Fernand Verhesen : L’instant, la nuit et le siècle

fernand verhesen

Fernand Verhesen

L’occasion de la parution d’un nouveau recueil de poèmes, L’instant de présence, nous a paru belle à saisir pour faire le portrait d’un homme discret mais attentif, Fernand Verhesen, dont l’œuvre considérable n’a pas été que de création, mais aussi de traductions, d’analyses et de partages. Par-delà la poésie, Verhesen témoigne essentiellement d’un engagement pour l’humain.

Fernand Verhesen est né en 1913 à Bruxelles. C’est dire qu’à peu de chose près, il a bouclé le siècle et son activité vigilante a été particulièrement prolixe. Comme nous le confirme Philippe Jones, il a fait « un emploi admirable de son temps« . Car, de prime abord, on est plutôt abasourdi par l’œuvre de Fernand Verhesen qui impressionne autant par la quantité de publications que par la qualité que celles-ci recèlent – une qualité qui se manifeste aussi bien dans un brassage encyclopédique des informations et des lectures que dans une acuité d’analyse qui s’avère intellectuellement des plus réjouissantes pour le lecteur. Il faut se rendre compte – mais il est improbable d’assumer tout cela en un court article – que sa bibliographie, recensant recueils, articles et traductions, fait plus de trente pages, depuis les premières publications, à la fin de années ’30 jusqu’à cet automne.

Face à un tel corpus, les éclairages de l’auteur auraient sans doute permis un débroussaillage amenant à pointer l’essentiel dans cette « curiosité énorme » d’un « homme passionné par ce qui se passe autour de lui » (Jones), mais, par égard pour son état de santé, je n’ai pas dérangé Fernand Verhesen et j’ai plutôt cherché à synthétiser son parcours à travers ses propres mots.

Donnons-en les grandes lignes, avant d’essayer d’en préciser la quintessence. Dès avant la Deuxième Guerre, Verhesen participe activement au Journal des Poètes. Ensuite, il est une des chevilles ouvrières de ce qui, sous l’impulsion d’Arthur Haulot (alors Commissaire général au Tourisme), sera d’abord les Rencontres Européennes de Poésie de Knokke dont le succès conduira à la création des Biennales de Poésie (qui se tiennent désormais à Liège, problèmes communautaires obligent). Il crée aussi les éditions Le Cormier, au départ d’un désir artisanal ; il a une presse chez lui et l’envie de diffuser des poèmes – « un plaisir d’imprimer lui-même » (Jones). A cela s’ajoute un engagement humain, dans une époque marquée par les troubles, notamment la Guerre d’Espagne, qui le pousse à traduire les poètes espagnols et hispano-américains. « Sa révolte contre toute injustice attirait son attention vers la littérature espagnole. Puis ce qu’il découvrait dans cette littérature, qui n’était pas simple littérature, mais engagement, de l’œuvre dans la vie et de la vie dans l’œuvre, a fortement joué. C’est une attitude par rapport à la vie et par rapport à la création que je qualifierais d’intégrité complète, radicale. Une révolte contre l’injustice attirait son attention vers la littérature espagnole » (Pierre-Yves Soucy). J’y reviendrai. Enfin, il faut aussi mentionner que Verhesen crée le Centre International d’Etudes Poétiques et le Courrier, périodique à travers lequel « il cherche à connaître l’homme, non par des rencontres directes, mais à travers l’œuvre – d’où de nombreuses correspondances volumineuses, d’une richesse incroyable » (Soucy).

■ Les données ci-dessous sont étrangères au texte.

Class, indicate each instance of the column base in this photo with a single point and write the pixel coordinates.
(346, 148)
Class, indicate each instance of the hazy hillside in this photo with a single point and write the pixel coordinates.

Quand on sait qu’il a bien fallu que Verhesen vive – il a été professeur de français en athénée et a refusé une place à l’ULB vu le carriérisme qui y régnait – on pourrait se dire que tout ceci lui eût suffi. Rien n’a toutefois arrêté sa « grande élévation d’esprit » et « sa curiosité énorme » (Jones), il poursuit « sa soif de connaître et de contribuer à faire découvrir les auteurs importants » (Soucy). Ainsi, sans doute pourrait-on dire que Roberto Juarroz ou Octavio Paz, pour ne citer que ces deux exemples, doivent l’essentiel, dans l’accueil qui leur est fait en français, à Fernand Verhesen. Mais ce serait incomplet car Verhesen prolonge l’analyse de la genèse de ces œuvres aussi bien que de leurs traductions dans le cadre d’une anthropologie poétique qui interroge l’épistémologie d’une tradition hispanique (pour laquelle on notera qu’il prend fait et cause pour une tradition issue des civilisations précortésiennes versus l’apport colonial espagnol). Tant dans ses traductions que dans ses poèmes ou dans sa conception de la vie, il y a, chez Verhesen, quelque chose qui porte l’humain vers sa clarté, vers sa transcendance ou ses hauteurs (cf. sa prédilection pour les Poésies verticales de Juarroz). A le lire, on a l’impression qu’avant même qu’un problème se pose, il en a cherché la réponse en termes d’émancipation, n’envisageant la poésie que dans une « très étroite connexion avec l’éthique » (Propositions, p. 63). Pour lui, « toute poésie authentique est, nécessairement, connaissance naturelle du monde et du moi » (Prop., p. 9), une connaissance naturelle que Verhesen alimente d’une vaste culture avec « une rigueur absolue et une honnêteté totale » (Jones).

Bibelots et cosmos

Mais qu’en est-il de sa conception du poème ? « Au fond, il y a deux sortes de poésie. La première traduit dans les canons culturels et quelles que soient leur variabilité, leur mouvance relative, les données signalétiques d’un comportement individuel (la poésie petite-bourgeoise des fabricants de bibelots). L’autre transcende les codes et les normes, est branchée comme naturellement sur les mouvements humains et cosmiques les plus fondamentaux encore qu’indiscernables pour qui ne peut, tant par l’intelligence que par l’intuition, en saisir la violence, le murmure, les profondeurs désordonnées, les mystérieuses rigueurs. […] C’est dire qu’elle met l’homme en jeu, dans toutes les acceptions du mot. Elle l’implique essentiellement. » (Prop., p. 288). On le comprend, il ne s’attarde pas sur les bibelots et, dès 1951, il a défini le poème « comme une structure relationnelle » (Prop., p. 330). A ses yeux, la poésie est, à la fois, la forme et l’expression la plus élaborée de l’articulation de l’homme dans son rapport avec  la  réalité et avec ses mythes, que ceux-ci émergent de la tradition ou qu’ils lui soient personnels. De la sorte, la poésie propose « bien plus qu’une expérience sur le langage » et devient « une méthode exploratoire singulièrement efficace […] des régions où l’homme et le monde découvrent leur originelle et imprévisible unité » (Prop., p. 251).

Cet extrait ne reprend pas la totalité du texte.